Command-line interface for extracting atoms or frames from molecular structure files.

add_extract_subparser(subparsers)

Adds the extract subcommand to the Simlify CLI for extracting atoms or frames from molecular structure files.

This function configures an argparse subparser named 'extract' which allows users to specify the topology and coordinate files, define atom selections using MDAnalysis selection syntax, specify trajectory frames to extract, and set the output file path and overwrite options.

PARAMETER DESCRIPTION
subparsers

An argparse._SubParsersAction object where the extract subcommand will be added. This is typically obtained by calling add_subparsers() on an ArgumentParser object.

RETURNS DESCRIPTION

argparse.ArgumentParser: The configured argparse parser object for the

extract subcommand.

The extract subcommand accepts the following arguments:

positional arguments

topo Path to the topology file (e.g., PDB, PRMTOP). This argument is optional, but at least one of topo or --coords must be provided. output Path to the coordinate file where the extracted atoms or frames will be saved (e.g., output.pdb, output.nc).

optional arguments

--select One or more strings specifying the atom selection using the MDAnalysis selection language. Multiple strings will be joined by spaces. This option allows you to select specific atoms based on various criteria (e.g., "protein", "resid 1-10", "name CA"). --frames One or more integers specifying the indices of the trajectory frames to extract. If this option is not provided, all frames will be processed. --coords One or more paths to coordinate files (e.g., trajectory files like TRR, DCD, XTC, NetCDF). If multiple coordinate files are provided, they will be concatenated and treated as a single trajectory. At least one coordinate file must be provided if no topology file is given. --overwrite If this flag is present, the output coordinate file will be overwritten if it already exists. By default, the program will prevent overwriting existing files.

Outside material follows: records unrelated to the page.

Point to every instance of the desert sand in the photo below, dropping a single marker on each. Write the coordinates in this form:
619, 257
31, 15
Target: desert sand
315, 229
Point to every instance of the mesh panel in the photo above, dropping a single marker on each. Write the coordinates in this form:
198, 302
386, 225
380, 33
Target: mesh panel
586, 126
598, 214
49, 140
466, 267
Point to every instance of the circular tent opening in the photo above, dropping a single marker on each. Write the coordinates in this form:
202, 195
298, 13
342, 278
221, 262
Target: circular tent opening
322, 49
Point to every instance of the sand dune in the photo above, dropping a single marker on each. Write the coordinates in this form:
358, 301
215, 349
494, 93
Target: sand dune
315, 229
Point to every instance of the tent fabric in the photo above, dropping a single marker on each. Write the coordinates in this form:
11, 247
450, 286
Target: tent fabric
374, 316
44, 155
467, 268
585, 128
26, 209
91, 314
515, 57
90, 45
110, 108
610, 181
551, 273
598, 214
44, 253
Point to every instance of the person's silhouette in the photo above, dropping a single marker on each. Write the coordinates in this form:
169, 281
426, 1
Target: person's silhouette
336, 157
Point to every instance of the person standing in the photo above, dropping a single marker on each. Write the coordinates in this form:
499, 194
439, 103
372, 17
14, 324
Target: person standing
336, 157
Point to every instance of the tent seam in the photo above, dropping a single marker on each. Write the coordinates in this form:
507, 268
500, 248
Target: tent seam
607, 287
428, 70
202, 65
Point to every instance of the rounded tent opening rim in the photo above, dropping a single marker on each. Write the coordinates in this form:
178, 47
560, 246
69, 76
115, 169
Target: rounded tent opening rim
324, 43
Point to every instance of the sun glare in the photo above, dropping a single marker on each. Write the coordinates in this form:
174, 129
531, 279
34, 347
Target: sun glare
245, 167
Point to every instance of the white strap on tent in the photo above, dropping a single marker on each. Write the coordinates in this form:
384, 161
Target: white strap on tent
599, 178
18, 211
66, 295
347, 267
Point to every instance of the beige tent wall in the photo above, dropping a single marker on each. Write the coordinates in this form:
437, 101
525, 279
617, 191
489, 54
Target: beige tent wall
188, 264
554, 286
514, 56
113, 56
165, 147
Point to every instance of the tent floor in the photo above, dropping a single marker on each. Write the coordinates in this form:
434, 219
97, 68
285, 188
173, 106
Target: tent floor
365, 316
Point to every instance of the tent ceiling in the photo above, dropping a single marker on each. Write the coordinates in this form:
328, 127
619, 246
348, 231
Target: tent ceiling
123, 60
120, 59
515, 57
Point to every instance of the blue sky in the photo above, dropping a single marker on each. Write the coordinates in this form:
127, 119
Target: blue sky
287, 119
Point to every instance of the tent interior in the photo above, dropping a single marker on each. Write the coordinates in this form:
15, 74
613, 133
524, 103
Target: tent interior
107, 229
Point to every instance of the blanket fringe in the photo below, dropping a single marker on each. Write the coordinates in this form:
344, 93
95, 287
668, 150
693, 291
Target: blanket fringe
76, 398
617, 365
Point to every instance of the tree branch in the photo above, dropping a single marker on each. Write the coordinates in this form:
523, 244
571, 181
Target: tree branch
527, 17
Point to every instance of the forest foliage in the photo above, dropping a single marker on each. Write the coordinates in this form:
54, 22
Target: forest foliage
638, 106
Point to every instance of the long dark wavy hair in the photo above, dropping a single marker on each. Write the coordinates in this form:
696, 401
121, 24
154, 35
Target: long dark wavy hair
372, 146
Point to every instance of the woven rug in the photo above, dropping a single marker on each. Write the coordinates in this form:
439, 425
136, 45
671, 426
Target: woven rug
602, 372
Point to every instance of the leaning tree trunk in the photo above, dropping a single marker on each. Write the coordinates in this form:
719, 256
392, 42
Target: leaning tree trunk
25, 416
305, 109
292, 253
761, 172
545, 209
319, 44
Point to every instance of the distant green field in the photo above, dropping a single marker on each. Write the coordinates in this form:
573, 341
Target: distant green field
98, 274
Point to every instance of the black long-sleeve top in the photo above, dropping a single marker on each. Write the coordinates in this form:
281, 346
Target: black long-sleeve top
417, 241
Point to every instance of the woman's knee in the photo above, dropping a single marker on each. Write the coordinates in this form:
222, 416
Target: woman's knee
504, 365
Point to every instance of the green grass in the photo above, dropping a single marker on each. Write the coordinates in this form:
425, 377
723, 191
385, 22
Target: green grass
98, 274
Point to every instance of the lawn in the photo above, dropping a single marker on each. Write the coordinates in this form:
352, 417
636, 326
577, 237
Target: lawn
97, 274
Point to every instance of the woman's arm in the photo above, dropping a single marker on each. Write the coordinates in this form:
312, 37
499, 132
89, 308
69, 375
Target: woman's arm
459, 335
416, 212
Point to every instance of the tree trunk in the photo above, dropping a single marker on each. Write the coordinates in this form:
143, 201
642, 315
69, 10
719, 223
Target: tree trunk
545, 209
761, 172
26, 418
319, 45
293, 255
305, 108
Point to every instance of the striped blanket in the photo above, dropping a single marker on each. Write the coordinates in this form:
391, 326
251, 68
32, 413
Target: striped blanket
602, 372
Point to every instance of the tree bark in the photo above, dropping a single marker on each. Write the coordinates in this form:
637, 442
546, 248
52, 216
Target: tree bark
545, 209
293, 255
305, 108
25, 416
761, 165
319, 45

The function sets the default action for this subparser to be the cli_extract_atoms function, which will be called when the user invokes the 'extract' subcommand.

cli_extract_atoms(args, parser)

Command-line interface function to extract atoms or frames from molecular structures.

This function serves as the entry point when the user invokes the extract subcommand of the Simlify CLI. It receives the parsed command-line arguments and the argument parser object. It performs a basic validation to ensure that either a topology file (topo) or at least one coordinate file (coords) is provided. If neither is present, it prints the help message for the extract subcommand and exits. Otherwise, it prepares the arguments and calls the extract_atoms function from the simlify.structure module to perform the actual extraction.

PARAMETER DESCRIPTION
args

An argparse.Namespace object containing the parsed command-line arguments for the extract subcommand.

TYPE: Namespace

parser

The argparse.ArgumentParser object for the extract subcommand, used to display help messages if necessary.

TYPE: ArgumentParser

RETURNS DESCRIPTION
None

None

The function retrieves the following arguments from the args object: - topo: Path to the topology file. - output: Path to the output coordinate file. - select: A list of strings representing the MDAnalysis atom selection. - frames: A list of integers representing the trajectory frames to extract. - coords: A list of paths to coordinate files. - overwrite: A boolean indicating whether to overwrite the output file.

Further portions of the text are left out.